她压着不放,令京兆尹去彻查,账簿就连八王也牵扯在内,数额不大,只是贪污二字沾染上,就说不清楚了。
且她若此惩治,八王齐家首当其冲,可又不能就此不管,在没有明确的办法之前,也没有惊动旁人。事情本就繁杂,又多一件大事,林然只觉脑袋发疼。
朝会后,她细细研究了账簿,不难保证上面没有虚构的数字。
其中甚至提及了前齐之战时,拨给当时领兵的信阳殿下的粮食亦被重重克扣下来。每层克扣不多,但经历的人手太多,到了将士手里,不足一半。
然当时林家送了粮食过去,就没有人在意此事,亦或许当作是明皇没有拨粮,丝毫未曾怀疑有人动了手脚。
贪污是常事,动用将士的救命粮草就是天理不容,皇帝气得头疼,挑选了数人去秘密彻查。
不知怎地,消息就泄露出去了,没过几日就有人去九王府老夫人处试探,穆凉不知此事,老夫人更是如此,试探几番后,贵夫人们只得回去了。
经此试探后,穆凉才知皇帝几日不来的缘由,被贪污案绊住了。祖母这几日还问起皇帝的事,担忧她的处境,如今一想,反觉得有些讽刺。
住了几日后,慕微对此地彻底熟悉了,清晨起来后,就在庭院里转一圈,看看那些花草才去吃早饭。

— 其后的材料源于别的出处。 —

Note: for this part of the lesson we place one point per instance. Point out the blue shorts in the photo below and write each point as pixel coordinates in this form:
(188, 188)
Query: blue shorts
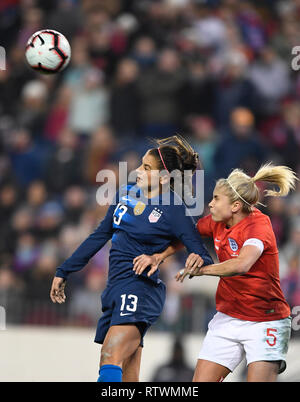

吃饱之后,去老夫人处走动一番,午后睡一个多时辰,醒来与穆凉玩一阵,晚间听书。
日子过得很舒服,偶尔见到来拜谒的一些夫人,再玩闹一阵,比起宫里枯燥的日子有趣多了。
几日下来,脸色也好了很多,有时也爱说话,跟着穆凉后面牙牙学语,比起刚出宫时说的话更多了。
穆凉本算回宫的,见此就压住了回宫的心思,预备再多住几日。
皇帝处每日都会派遣人过来,询问近况,人虽未来,态度却很端正,也没有再置气的道理。
贪污的案子牵扯太多,皇帝态度不明,唯有从皇后处打探一二,九王府就变得异常热闹起来,老夫人处每日都会接到许多拜谒的帖子。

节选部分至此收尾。